No.23 ヴァティカン市国〔ヴァティカン市国〕|週刊 世界遺産×富井義夫 - 最新ヨーロッパの人気世界遺産めぐり

No.23
2014年9月21日

〔ヴァティカン市国〕

ヴァティカン市国

Vatican City

 ヨーロッパだけでなくラテン・アメリカをはじめとする世界中のカトリック教会の総本山があるのは、ローマのほんの一角。面積は東京ディズニーランドほど。独立国家としては世界最小である。
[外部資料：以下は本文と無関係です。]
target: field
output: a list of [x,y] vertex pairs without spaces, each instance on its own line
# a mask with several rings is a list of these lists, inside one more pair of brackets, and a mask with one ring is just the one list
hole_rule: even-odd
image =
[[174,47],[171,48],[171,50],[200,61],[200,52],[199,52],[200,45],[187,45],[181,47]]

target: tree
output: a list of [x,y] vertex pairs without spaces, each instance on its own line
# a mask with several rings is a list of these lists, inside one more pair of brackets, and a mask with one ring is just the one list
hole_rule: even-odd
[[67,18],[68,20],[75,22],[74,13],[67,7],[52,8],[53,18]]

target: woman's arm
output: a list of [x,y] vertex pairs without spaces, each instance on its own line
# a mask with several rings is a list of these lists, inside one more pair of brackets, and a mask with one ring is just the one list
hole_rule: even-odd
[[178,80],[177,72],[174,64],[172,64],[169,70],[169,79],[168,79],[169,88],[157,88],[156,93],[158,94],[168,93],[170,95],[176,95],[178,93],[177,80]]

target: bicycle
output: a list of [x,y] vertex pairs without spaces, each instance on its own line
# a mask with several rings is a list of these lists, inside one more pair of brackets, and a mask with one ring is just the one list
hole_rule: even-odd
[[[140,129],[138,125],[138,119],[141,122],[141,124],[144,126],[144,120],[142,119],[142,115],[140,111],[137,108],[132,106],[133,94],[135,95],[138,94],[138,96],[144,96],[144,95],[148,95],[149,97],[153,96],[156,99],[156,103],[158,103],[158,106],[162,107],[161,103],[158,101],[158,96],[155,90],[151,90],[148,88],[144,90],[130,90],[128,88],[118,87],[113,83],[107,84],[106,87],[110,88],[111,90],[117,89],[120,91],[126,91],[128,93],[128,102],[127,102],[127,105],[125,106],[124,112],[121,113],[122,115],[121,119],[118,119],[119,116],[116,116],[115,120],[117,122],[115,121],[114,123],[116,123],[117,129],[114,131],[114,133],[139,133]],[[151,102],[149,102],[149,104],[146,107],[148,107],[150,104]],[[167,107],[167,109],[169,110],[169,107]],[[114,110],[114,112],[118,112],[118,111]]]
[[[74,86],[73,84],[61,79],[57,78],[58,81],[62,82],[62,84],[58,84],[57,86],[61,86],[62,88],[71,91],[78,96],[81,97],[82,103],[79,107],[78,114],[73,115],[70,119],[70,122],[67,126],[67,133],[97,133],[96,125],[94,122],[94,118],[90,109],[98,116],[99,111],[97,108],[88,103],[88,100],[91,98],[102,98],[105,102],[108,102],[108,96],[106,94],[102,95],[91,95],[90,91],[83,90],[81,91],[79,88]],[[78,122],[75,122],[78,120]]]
そんなミニ国家なのだが世界各国に大使を派遣し、通貨や切手も発行している。常識的に考えればあまりにも特殊な国なのだが、そもそもどうしてこういう国が成立したのだろうか。
 ローマ法王はかつて北イタリアに広大な領土をもち、絶大な権力を誇っていたという。それが1870年、イタリア統一ですべての領土を失う。ところが、ムッソリーニが法王の権威を利用するために領土を認めたことからヴァティカン市国が誕生した、という経緯がある。このときムッソリーニが築いたのが、サン・ピエトロ大聖堂から延びるヴァティカンのメイン・ストリート「和解の道」である。
 ヴァティカン観光のメインとなる建物は、サン・ピエトロ大聖堂とヴァティカン宮殿。サン・ピエトロ広場の入口にはピエタと呼ばれる悲しみの聖母像が置かれている。ミケランジェロの傑作だが、防弾ガラスで覆われているのは、精神を病んだ学者がこの像にハンマーで殴りかかったためらしい。この事件以来、ピエタはいっそう人々の注目を集めることになった。巨大な聖堂には、ほかにもラファエロ、ミケランジェロ、ベルニーニなど巨匠たちの作品が無数に納められている。
 一方、法王の住まいでもあるヴァティカン宮殿には、複数の美術館、聖書の写本などを所蔵する図書館、有名なシスティーナ礼拝堂など数多くの施設が含まれる。さすがにこれらの美術品や建物を1日や2日で見て回ることは不可能だ。ヴァティカン市国の魅力に触れるには、相応の時間が必要になる。
富井義夫




【所在地】
ローマ市北西部にあるヴァティカンの丘の上、テヴェレ川右岸に位置する世界最小の独立国。城壁内にはサン・ピエトロ大聖堂やヴァティカン宮殿、システィーナ礼拝堂など見所が目白押し。

【アクセス】
ローマ・テルミニ駅からバスで約25分。